Notre existence tranquille a basculé le soir où nous avons découvert un nourrisson délaissé. Des années plus tard, une visite inattendue vient soudainement bouleverser le quotidien que nous avions patiemment construit.
Il était emmailloté dans un petit lange, si paisible et minuscule. Le prendre dans mes bras a fait naître en moi une émotion impossible à décrire. Bien sûr, nous avons immédiatement contacté les services sociaux. Mais son visage est resté gravé dans ma mémoire, longtemps après leur départ.
Une décision qui a bouleversé ma vie

Les semaines ont défilé sans que personne ne se manifeste. Je ne pouvais pas l’oublier, ce bébé. Peu à peu, une évidence s’est imposée : je voulais être son père.
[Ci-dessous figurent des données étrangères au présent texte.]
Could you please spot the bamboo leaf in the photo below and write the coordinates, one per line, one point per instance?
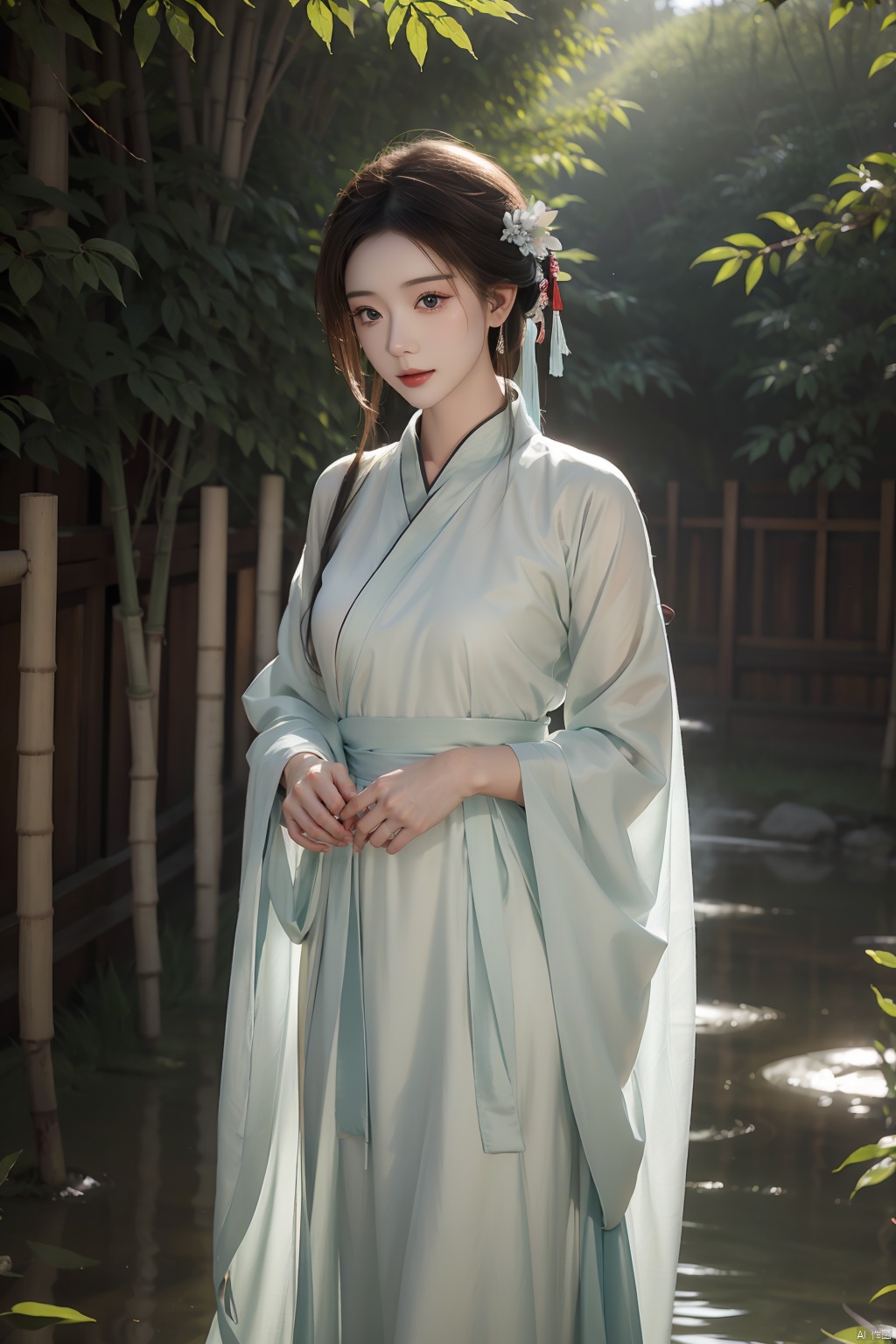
(887, 1004)
(102, 10)
(715, 255)
(321, 20)
(746, 241)
(451, 29)
(49, 1312)
(10, 438)
(14, 93)
(147, 30)
(883, 958)
(112, 248)
(37, 408)
(754, 273)
(881, 62)
(416, 38)
(63, 17)
(25, 278)
(206, 15)
(178, 27)
(109, 276)
(780, 218)
(728, 269)
(14, 340)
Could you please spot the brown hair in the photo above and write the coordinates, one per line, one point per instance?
(442, 195)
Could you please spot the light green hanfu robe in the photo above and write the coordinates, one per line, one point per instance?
(457, 1080)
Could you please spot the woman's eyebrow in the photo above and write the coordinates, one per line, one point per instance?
(406, 284)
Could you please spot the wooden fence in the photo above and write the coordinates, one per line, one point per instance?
(783, 604)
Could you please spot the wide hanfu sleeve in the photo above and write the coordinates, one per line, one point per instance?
(607, 824)
(258, 1186)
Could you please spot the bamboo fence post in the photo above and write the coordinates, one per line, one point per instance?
(269, 573)
(727, 601)
(34, 825)
(210, 724)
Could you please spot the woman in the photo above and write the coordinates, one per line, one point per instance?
(464, 962)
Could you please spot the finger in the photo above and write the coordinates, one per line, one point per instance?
(305, 822)
(326, 822)
(358, 802)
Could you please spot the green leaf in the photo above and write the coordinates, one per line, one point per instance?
(147, 29)
(754, 273)
(715, 255)
(206, 15)
(172, 316)
(416, 38)
(63, 17)
(728, 269)
(178, 27)
(14, 93)
(887, 1004)
(25, 278)
(881, 62)
(110, 248)
(49, 1311)
(780, 220)
(837, 12)
(451, 29)
(14, 340)
(10, 436)
(109, 276)
(396, 22)
(746, 241)
(60, 1256)
(321, 20)
(102, 10)
(37, 408)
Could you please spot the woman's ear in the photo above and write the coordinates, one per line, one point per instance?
(501, 298)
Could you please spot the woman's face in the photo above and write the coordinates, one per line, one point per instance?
(413, 315)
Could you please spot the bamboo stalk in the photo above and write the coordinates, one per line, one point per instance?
(34, 825)
(888, 760)
(231, 147)
(218, 80)
(144, 774)
(141, 142)
(269, 571)
(49, 135)
(160, 581)
(210, 724)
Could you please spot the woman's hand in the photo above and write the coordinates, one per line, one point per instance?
(416, 799)
(316, 789)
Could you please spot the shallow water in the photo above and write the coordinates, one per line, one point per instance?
(771, 1246)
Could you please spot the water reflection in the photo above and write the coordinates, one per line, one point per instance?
(786, 1086)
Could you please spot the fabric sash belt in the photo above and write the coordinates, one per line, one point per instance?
(375, 746)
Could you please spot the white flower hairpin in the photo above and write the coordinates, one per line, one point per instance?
(528, 228)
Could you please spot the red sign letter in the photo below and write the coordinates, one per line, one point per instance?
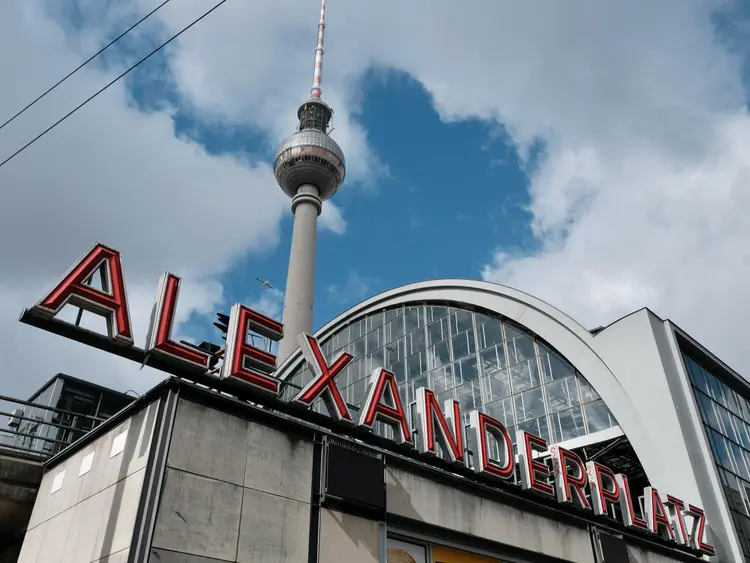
(449, 432)
(529, 466)
(384, 403)
(109, 302)
(655, 514)
(570, 487)
(629, 517)
(697, 535)
(239, 352)
(481, 425)
(602, 493)
(159, 341)
(324, 382)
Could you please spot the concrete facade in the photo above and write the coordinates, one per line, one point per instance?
(87, 505)
(634, 364)
(216, 480)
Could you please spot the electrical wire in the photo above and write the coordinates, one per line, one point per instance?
(112, 82)
(87, 61)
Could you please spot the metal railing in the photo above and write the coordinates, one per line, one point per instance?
(40, 431)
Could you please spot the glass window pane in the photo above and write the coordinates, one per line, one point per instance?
(439, 355)
(394, 329)
(417, 341)
(524, 375)
(413, 318)
(598, 416)
(537, 427)
(496, 386)
(529, 405)
(521, 348)
(502, 411)
(721, 453)
(707, 407)
(435, 313)
(587, 392)
(566, 425)
(463, 344)
(726, 420)
(490, 360)
(553, 365)
(469, 396)
(561, 394)
(489, 330)
(469, 370)
(464, 320)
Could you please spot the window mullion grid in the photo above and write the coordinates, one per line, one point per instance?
(506, 351)
(542, 384)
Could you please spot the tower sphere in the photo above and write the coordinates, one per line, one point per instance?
(310, 156)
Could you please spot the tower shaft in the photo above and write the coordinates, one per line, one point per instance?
(309, 167)
(300, 282)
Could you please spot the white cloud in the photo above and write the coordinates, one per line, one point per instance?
(354, 289)
(115, 174)
(639, 197)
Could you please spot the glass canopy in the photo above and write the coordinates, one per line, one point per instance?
(480, 359)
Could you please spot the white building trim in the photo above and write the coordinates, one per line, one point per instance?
(567, 336)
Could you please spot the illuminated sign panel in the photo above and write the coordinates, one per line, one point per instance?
(564, 476)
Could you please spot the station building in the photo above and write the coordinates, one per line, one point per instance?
(194, 474)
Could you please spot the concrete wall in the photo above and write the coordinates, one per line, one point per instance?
(345, 538)
(629, 347)
(234, 490)
(86, 507)
(415, 497)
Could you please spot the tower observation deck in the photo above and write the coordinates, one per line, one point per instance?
(309, 168)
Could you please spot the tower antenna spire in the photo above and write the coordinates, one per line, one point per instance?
(309, 167)
(318, 74)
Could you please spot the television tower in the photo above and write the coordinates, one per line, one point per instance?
(309, 167)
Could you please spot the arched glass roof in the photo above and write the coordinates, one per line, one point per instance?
(480, 359)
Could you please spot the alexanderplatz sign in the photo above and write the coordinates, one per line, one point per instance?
(589, 486)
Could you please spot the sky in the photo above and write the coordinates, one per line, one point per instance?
(594, 154)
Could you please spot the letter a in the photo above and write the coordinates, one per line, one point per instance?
(110, 301)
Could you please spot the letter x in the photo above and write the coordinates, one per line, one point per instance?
(324, 383)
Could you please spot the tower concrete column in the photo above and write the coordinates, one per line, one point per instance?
(309, 167)
(300, 281)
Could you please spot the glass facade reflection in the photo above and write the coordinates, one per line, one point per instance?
(726, 419)
(84, 405)
(479, 359)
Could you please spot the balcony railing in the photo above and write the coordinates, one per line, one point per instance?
(39, 431)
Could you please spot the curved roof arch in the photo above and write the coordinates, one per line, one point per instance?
(562, 332)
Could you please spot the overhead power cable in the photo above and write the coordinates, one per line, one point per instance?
(87, 61)
(112, 82)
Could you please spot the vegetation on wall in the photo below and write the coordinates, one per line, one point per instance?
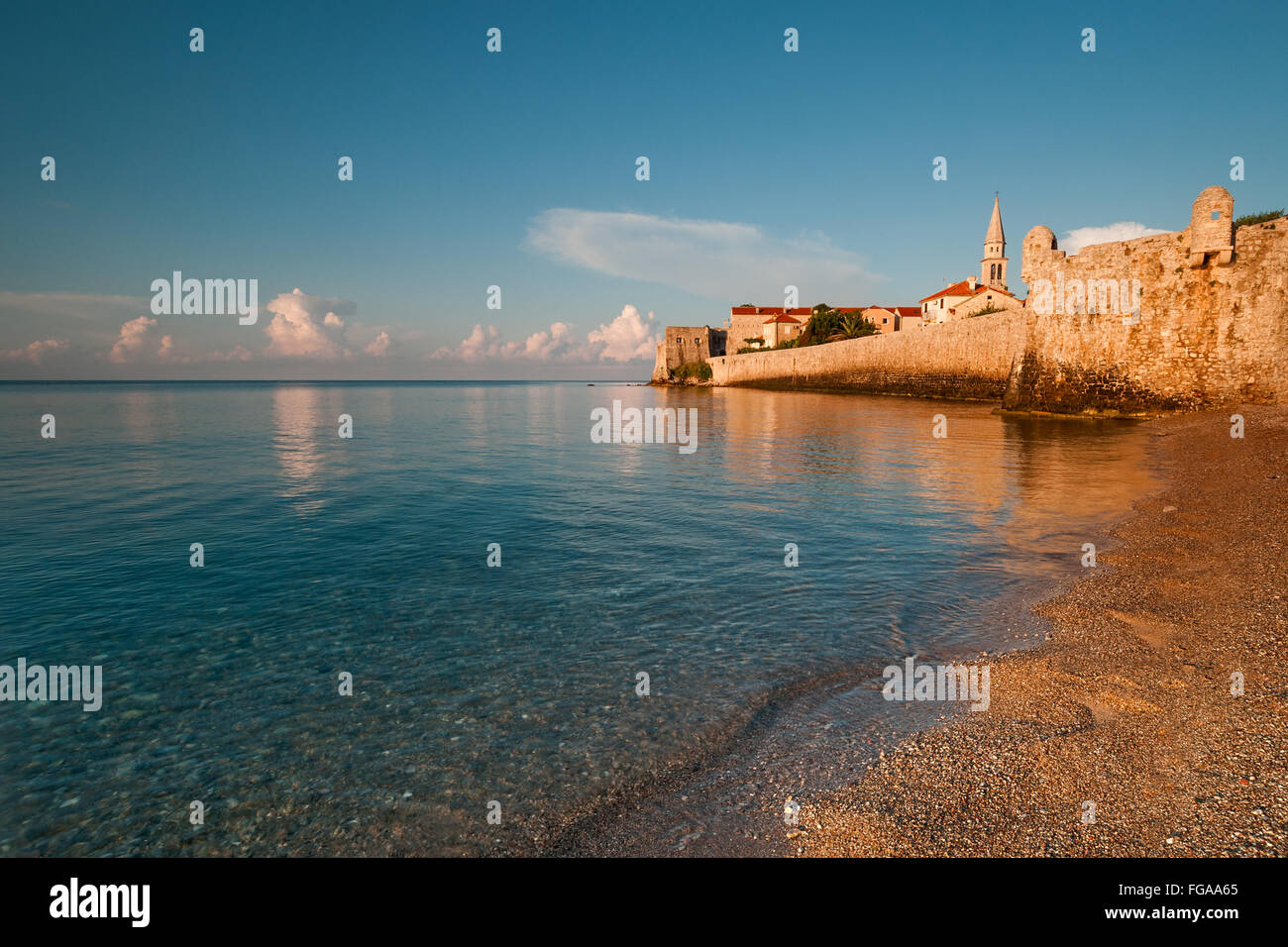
(1258, 218)
(828, 325)
(692, 369)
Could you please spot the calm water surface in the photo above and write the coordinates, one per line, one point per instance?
(472, 684)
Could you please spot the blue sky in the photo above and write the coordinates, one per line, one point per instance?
(518, 167)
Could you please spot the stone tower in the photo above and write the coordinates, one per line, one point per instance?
(992, 268)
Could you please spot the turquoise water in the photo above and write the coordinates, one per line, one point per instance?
(471, 684)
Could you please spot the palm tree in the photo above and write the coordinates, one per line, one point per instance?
(853, 326)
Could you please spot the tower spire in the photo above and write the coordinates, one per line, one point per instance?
(992, 266)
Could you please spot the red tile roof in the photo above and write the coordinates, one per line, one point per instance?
(957, 289)
(962, 289)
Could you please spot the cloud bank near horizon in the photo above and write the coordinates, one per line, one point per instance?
(116, 337)
(1078, 237)
(629, 338)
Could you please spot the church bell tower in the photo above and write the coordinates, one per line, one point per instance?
(992, 268)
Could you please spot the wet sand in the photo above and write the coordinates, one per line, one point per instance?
(1128, 706)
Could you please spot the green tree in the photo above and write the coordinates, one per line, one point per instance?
(853, 326)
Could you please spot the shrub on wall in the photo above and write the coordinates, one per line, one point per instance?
(1258, 218)
(692, 369)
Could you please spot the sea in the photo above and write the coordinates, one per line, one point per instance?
(473, 629)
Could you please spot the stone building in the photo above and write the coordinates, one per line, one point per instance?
(687, 344)
(780, 329)
(971, 296)
(893, 318)
(748, 322)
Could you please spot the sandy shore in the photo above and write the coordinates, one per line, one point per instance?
(1129, 703)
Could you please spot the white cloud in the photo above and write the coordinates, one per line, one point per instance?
(1074, 240)
(709, 258)
(299, 326)
(34, 352)
(627, 338)
(237, 354)
(133, 339)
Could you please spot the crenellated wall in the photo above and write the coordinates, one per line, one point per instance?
(1212, 321)
(1210, 325)
(970, 359)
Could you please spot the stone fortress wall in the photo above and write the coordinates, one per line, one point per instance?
(1212, 328)
(1212, 321)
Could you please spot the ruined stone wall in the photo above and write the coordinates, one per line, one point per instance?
(970, 359)
(684, 344)
(1211, 326)
(1206, 333)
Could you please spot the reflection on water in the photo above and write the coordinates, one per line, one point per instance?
(477, 684)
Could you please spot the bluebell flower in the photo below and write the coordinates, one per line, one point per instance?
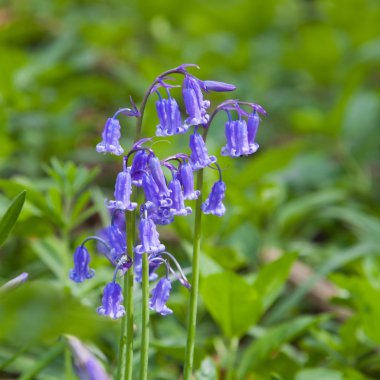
(186, 177)
(123, 191)
(87, 366)
(81, 269)
(199, 158)
(178, 205)
(111, 136)
(214, 203)
(112, 301)
(252, 127)
(149, 237)
(194, 103)
(158, 176)
(139, 166)
(160, 295)
(237, 145)
(169, 117)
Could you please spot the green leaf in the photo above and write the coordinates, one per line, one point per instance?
(272, 277)
(10, 217)
(318, 374)
(261, 348)
(232, 302)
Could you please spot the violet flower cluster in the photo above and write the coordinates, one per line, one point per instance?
(165, 183)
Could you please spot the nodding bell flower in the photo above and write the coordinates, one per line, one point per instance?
(252, 127)
(111, 136)
(112, 301)
(81, 269)
(160, 295)
(169, 117)
(139, 166)
(194, 103)
(199, 158)
(178, 205)
(237, 137)
(123, 191)
(213, 204)
(186, 177)
(158, 175)
(149, 237)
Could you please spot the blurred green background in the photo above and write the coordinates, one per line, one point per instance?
(311, 192)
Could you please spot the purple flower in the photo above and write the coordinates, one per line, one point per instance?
(199, 158)
(236, 132)
(81, 269)
(176, 195)
(194, 103)
(111, 301)
(169, 117)
(213, 204)
(149, 237)
(86, 364)
(139, 166)
(186, 177)
(252, 126)
(158, 176)
(160, 295)
(123, 191)
(111, 136)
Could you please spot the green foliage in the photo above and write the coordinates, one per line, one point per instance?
(311, 191)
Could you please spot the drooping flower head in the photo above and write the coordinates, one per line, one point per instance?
(112, 301)
(149, 237)
(111, 136)
(123, 191)
(199, 158)
(214, 203)
(195, 105)
(160, 295)
(186, 177)
(81, 269)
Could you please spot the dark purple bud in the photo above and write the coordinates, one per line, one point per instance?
(213, 204)
(139, 165)
(211, 85)
(158, 176)
(178, 205)
(186, 177)
(194, 103)
(199, 158)
(169, 117)
(112, 301)
(123, 191)
(111, 136)
(149, 237)
(160, 295)
(81, 269)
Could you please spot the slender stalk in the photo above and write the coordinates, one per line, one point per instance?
(234, 343)
(193, 303)
(145, 319)
(125, 362)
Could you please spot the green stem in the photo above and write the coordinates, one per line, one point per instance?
(145, 319)
(125, 362)
(189, 358)
(234, 344)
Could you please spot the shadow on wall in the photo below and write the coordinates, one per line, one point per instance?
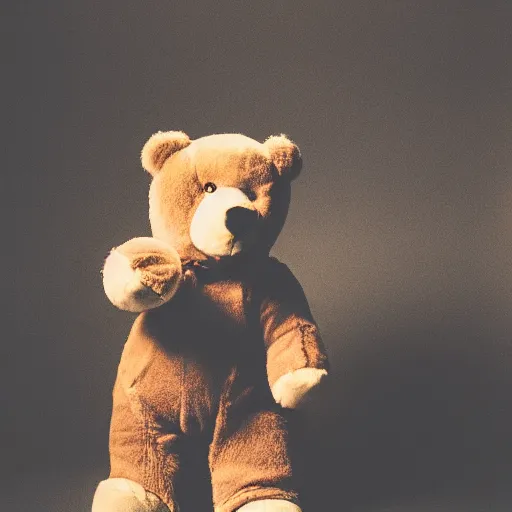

J’ai alors entamé les démarches pour l’adopter, conscient que la route serait longue et difficile. Entre les visites à domicile, les évaluations psychologiques et les questions sur ma situation de père célibataire, chaque étape était un défi.
Julien et mes proches m’ont soutenu sans relâche. Et puis, après des mois d’attente, la réponse est arrivée : j’étais officiellement le père de ce petit garçon, que j’ai appelé Noah.
Notre vie à deux, un rythme à inventer

Les premiers temps ont été marqués par les nuits écourtées et les découvertes du quotidien, mais chaque minute était précieuse. Noah a révélé une personnalité vive, passionnée par les dinosaures et assoiffée de nouvelles expériences.
Allier mon travail de pompier à la parentalité solo demandait une organisation sans faille, mais notre complicité unique rendait chaque obstacle surmontable. Nous avions nos petites traditions sacrées : les pizzas du vendredi soir, l’histoire du soir, et nos promenades du dimanche.